Die Schaufenster von Warenhäusern wurden um 1900 zu Trendsettern. So stand in einem Schaufenster in London ein der breiten Bevölkerung unbekanntes, komplex aussehendes Objekt: eine Schreibmaschine. Durch die Darbietung im halböffentlichen Raum, eben im Warenhausschaufenster, zog das Gerät das Interesse des breiten Publikums an und machte den „Ersatz der Schreibfedern“ bekannt.[4] Auch Raubgut war in Schaufenstern zu sehen. Dies diente der Aufklärung von Verbrechen durch die Polizei.[5]
In den 1920er Jahren kam es zu einer Neuausrichtung der Schaufensterästhetik. Zuvor war es – vor allem im Einzelhandel – üblich gewesen, möglichst viele Waren auszustellen. Albert Walter schrieb 1921 vom damals aufkommenden „künstlerischen Schaufenster [...] mit seiner oft erschreckenden Leere“.[6] 1928 gab es in Deutschland rund 1½ Millionen Schaufenster. Viele davon waren abends beleuchtet. Die Elektrizitätswerke boten den Händlern mit Schaufenstern Sondertarife an, etwa in München statt tagsüber 40 Pfennige pro Kilowattstunde abends ab 19 Uhr bis morgens um 8 Uhr 16 Pfg./kWh.
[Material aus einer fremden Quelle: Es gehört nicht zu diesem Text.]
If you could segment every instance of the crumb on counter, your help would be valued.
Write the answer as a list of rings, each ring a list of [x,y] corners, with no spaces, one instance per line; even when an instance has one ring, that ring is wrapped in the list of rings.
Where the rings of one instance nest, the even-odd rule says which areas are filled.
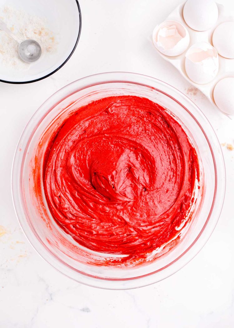
[[[234,147],[231,144],[228,144],[227,145],[227,149],[228,150],[233,150],[234,149]]]

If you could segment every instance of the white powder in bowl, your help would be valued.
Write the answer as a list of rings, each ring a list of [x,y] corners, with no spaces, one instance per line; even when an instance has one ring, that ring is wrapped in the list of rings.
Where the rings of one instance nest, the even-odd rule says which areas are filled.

Es entstand 1926 die Zentrale der deutschen Schaufenster-Lichtwerbung, abgekürzt Zetdeschau, mit Niederlassungen in zahlreichen Städten. Sie stellte Statistiken für die Elektrizitätswerke zusammen und gab Tipps für eine bessere Ausleuchtung der Schaufenster.[7]
Schaufenster bestehen aus verstärktem, zum Teil bruchsicherem Spezialglas. Schaufenster von Schmuck- und Uhrenläden zeigen oft Attrappen, um bei Diebstahl per Einbruch zu schützen (Nachtauslage). Trotz eiserner Gitter werden Schaufenster immer wieder eingeschlagen, z. B. durch einen Rammstoß mit einem schweren Fahrzeug. Neuzeitliche Schaufensterscheiben sind heute oft aus Verbund-Sicherheitsglas (reißfeste und zähelastische Folie zwischen zwei Glasscheiben, die sie zu einer Einheit zusammenfügt).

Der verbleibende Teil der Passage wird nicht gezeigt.